There was fairly widespread public condemnation of COs during World War 1 who were often dismissed as ‘shirkers’ or ‘cowards’, particularly given the increasingly evident suffering of those at the front. As a prominent CO and peace campaigner, Fenner Brockway faced considerable hostility when he attempted to stand for election as Lancaster’s MP shortly after the war, in 1922. However, the conditions faced by incarcerated COs were appalling. At least 73 COs died in prison, some went on hunger strike and were force-fed, many were held until long after the war had ended and the right of all COs to vote was removed for 5 years. There is no doubt that it took a lot of strength and courage to continue to hold fast to one’s beliefs under such duress.


COs and War Relief Work

Some COs were able to square alternative service with their conscience and many of these so-called ‘alternativists’ worked for organisations such as the Friends War Victims Relief Committee (FWVRC) or the Friends Ambulance Unit (FAU), both founded by Quakers. Alwyne Walmesley’s older brother, Cyril Walmesley, who was also a Quaker CO, volunteered for the FWVRC IN 1915, long before conscription was introduced, and served throughout the war until 1919. Organisations such as the FWVRC and the FAU provided vital support to those affected by conflict in both world wars. A number of COs, like Cyril, continued to work in relief work after the war and many demonstrated great courage, often in extremely dangerous situations.


World War 1 Conscientious Objectors from Lancashire

In 2014, Global Link received Heritage Lottery funding to support volunteers to research further stories of World War 1 COs from across Lancashire.

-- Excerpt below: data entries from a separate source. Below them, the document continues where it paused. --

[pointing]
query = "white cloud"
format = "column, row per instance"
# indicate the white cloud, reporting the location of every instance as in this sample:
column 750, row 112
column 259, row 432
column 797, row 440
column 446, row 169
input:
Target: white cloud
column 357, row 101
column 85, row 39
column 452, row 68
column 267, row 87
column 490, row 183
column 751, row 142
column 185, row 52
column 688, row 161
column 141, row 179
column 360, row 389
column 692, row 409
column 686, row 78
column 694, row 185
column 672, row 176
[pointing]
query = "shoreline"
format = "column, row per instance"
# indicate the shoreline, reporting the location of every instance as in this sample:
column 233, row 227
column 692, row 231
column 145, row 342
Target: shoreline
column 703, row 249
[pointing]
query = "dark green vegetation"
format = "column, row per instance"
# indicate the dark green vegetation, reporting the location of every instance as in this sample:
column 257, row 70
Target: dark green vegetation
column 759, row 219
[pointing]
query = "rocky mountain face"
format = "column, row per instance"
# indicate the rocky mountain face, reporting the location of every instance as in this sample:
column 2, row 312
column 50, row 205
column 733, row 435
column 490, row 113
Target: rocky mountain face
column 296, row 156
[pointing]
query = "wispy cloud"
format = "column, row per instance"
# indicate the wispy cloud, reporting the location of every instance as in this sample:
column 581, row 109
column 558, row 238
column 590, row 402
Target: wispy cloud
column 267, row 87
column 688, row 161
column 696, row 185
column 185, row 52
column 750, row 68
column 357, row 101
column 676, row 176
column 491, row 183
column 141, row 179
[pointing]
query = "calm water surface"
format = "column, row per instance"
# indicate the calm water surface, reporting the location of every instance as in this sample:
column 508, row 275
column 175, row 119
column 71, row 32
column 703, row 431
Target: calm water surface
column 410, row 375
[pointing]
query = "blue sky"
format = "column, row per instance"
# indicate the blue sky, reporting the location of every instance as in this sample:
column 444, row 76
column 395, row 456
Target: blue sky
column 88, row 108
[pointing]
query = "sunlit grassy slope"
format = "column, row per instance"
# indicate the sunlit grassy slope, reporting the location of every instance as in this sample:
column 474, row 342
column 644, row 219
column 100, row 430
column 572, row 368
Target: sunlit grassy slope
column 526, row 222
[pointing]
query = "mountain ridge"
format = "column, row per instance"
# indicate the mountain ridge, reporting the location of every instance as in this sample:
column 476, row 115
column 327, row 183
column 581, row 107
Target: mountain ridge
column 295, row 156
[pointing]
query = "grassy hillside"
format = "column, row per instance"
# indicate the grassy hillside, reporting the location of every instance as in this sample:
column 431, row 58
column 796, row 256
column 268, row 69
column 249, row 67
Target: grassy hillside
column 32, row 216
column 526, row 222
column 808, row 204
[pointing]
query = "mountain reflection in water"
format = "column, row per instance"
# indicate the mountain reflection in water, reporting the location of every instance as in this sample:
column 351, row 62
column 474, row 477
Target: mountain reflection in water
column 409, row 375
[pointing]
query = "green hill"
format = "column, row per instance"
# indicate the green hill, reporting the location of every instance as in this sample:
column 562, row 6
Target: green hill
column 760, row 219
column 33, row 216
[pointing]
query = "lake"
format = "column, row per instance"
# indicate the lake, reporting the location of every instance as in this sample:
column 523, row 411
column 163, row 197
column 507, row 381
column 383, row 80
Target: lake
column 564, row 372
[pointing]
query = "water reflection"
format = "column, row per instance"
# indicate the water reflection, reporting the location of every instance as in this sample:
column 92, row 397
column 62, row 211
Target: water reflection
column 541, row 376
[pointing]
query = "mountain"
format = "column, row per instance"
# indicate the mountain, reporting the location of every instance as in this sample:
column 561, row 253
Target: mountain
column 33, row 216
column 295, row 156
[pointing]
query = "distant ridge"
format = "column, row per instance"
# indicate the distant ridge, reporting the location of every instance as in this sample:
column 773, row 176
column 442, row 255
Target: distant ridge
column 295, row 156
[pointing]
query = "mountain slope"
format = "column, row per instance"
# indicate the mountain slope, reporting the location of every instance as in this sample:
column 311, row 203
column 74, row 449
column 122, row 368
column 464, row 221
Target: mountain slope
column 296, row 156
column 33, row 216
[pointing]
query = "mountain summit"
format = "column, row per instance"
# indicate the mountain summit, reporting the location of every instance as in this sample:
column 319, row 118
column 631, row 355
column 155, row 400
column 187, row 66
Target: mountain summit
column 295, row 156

These stories reveal a hugely varied and sometimes complex range of motivations, reactions and experiences in response to the call to war. There is no single CO story, as the articles below clearly demonstrate:

Conscription remained in Britain from the end of World War 2 until 1960, during which time men were required at age 18 to do two years’ National Service in the armed forces.
World War 2 and Afterwards

Conscription was re-introduced at the start of World War 2 in 1939, including from 1941 single women between the ages of 20 and 30 for war work. This time, the system for dealing with COs was better set-up from the outset. In 1939, a Central Board for Conscientious Objectors (CBCO) was created, headed by Fenner Brockway, and the tribunal system was improved. Lancaster Castle was the site of some of these CO tribunals.


This does not mean, however, that COs did not face recriminations or sometimes come into conflict with the law. Charles Carter, an academic and Quaker who would later became the founding Vice Chancellor of Lancaster University, served a three month prison sentence during the Second World War before joining the Friends Relief Service. Thomas Rhodes, a Lancastrian Quaker, was imprisoned for refusing to undertake compulsory fire-watching duties.


Conscription remained in Britain from the end of World War 2 until 1960, during which time men were required at age 18 to do two years’ National Service in the armed forces. The CBCO continued its work through this period, supporting young men who refused the call-up on conscientious grounds.


Conscientious Objectors Around the World Today

 We do not have conscription in the UK any more and people in this country are therefore not called to test their principles in the same way as were the COs of the two world wars. However, conscription still exists in many countries around the world and some people therefore still find themselves at odds with the state on the basis of their conscience. War Resisters’ International tracks those held in prison around the world for conscientious objection and International Conscientious Objector Day is marked every year around the world on May 15th to remember those who have invoked the ‘right to refuse to kill.’ [1]


  • [1] These words appear on the Conscientious Objectors Stone, erected by the Peace Pledge in Union in London in 1994.